Recipes engineered for perfection—what exactly does that mean? We take you inside Cook’s Illustrated’s science experiments.
We don’t like it when our perfectly cooked fillets of salmon get marked by amysterious foam that sometimes forms on the fish. So just what is this protein called albumin—and how can we avoid it?
When the muscle fibers in the fish are heated, they contract, pushing the moisture-filled albumin to the surface of the flesh. Once this protein reaches temperatures between 140 and 150 degrees, its moisture is squeezed out, and it congeals and turns white. Not only does the white albumin detract from the salmon’s appearance, but its formation indicates a loss of moisture in the fish.
We tried cooking two fillets of salmon at different temperatures: high and low. The results proved that the amount of albumin that appears on the fish is not an indication of overcooking, as even perfectly cooked fish exuded a few strands of this white material along the unseared sides. But we did notice that slightly more of this matter showed up on the fillets that we overcooked intentionally.

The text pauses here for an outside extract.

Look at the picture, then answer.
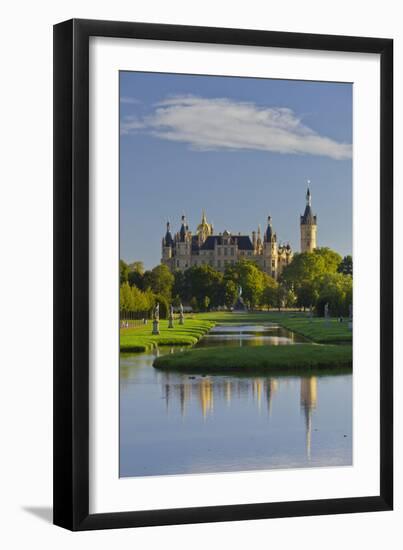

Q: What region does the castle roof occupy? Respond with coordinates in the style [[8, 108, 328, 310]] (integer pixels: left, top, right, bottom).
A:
[[200, 235, 254, 251], [266, 224, 272, 241], [164, 221, 174, 247], [164, 231, 174, 247], [179, 215, 187, 241], [301, 185, 316, 224], [301, 204, 316, 224]]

We turned to Donald Kramer, professor of seafood science at the University of Alaska, Fairbanks, for an explanation. According to Kramer, this “white curd” is composed of fish albumin—soluble proteins that are squeezed out onto the surface of the fish and coagulate once they denature during the cooking process. Most often, this curd is seen when salmon is canned, smoked, or poached. “There’s nothing harmful in it,” said Kramer. “There will always be a certain amount that comes out, and how the fish is cooked is probably not going to affect that.”

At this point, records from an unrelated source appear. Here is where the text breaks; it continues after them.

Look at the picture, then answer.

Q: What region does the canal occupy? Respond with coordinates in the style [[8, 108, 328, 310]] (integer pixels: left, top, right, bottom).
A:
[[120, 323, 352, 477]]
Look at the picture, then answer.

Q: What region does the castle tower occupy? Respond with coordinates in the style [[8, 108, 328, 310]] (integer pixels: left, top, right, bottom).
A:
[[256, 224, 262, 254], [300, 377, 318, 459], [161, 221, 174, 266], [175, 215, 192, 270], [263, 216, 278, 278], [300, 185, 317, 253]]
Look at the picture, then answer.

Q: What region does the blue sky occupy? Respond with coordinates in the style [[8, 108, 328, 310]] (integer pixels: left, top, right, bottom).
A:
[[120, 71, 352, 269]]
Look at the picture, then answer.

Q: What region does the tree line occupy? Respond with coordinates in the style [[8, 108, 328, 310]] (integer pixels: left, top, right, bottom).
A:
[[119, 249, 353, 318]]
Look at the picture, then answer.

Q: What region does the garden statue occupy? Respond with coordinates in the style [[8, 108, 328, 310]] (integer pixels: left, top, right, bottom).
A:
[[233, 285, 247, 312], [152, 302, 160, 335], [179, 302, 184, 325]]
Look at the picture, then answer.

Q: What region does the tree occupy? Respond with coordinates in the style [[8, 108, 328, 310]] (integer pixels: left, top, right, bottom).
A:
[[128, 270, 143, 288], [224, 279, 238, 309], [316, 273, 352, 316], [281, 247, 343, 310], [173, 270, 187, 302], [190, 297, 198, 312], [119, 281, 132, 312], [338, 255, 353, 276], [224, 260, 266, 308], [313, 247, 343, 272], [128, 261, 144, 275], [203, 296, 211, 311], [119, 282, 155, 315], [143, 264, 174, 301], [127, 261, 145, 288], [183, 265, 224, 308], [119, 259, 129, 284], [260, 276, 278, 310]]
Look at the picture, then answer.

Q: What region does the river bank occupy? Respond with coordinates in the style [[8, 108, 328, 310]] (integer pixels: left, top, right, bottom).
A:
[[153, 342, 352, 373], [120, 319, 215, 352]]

The best way to check for doneness is not to wait for albumin to appear on the surface but to peek inside the fillet with the tip of a paring knife. If the salmon is opaque all the way through, the fish is clearly overdone. A little translucency is a good sign. If the look of the albumin really bothers you, use a damp paper towel to gently blot it off.
We also recently discovered that brining fish can reduce the unsightly white layer of albumin that coagulates on the surface during cooking. Just 10 minutes in our standard 9 percent solution (1 tablespoon of salt per cup of water) is enough to minimize the effect. The salt partially dissolves the muscle fibers near the surface of the flesh, so that when cooked they congeal without contracting and squeezing out albumin. We tested the method on white fish (including cod and haddock) as well as on fattier salmon and saw a dramatic improvement in both. The brief soak also seasoned the fish’s exterior, making it unnecessary to salt it before cooking.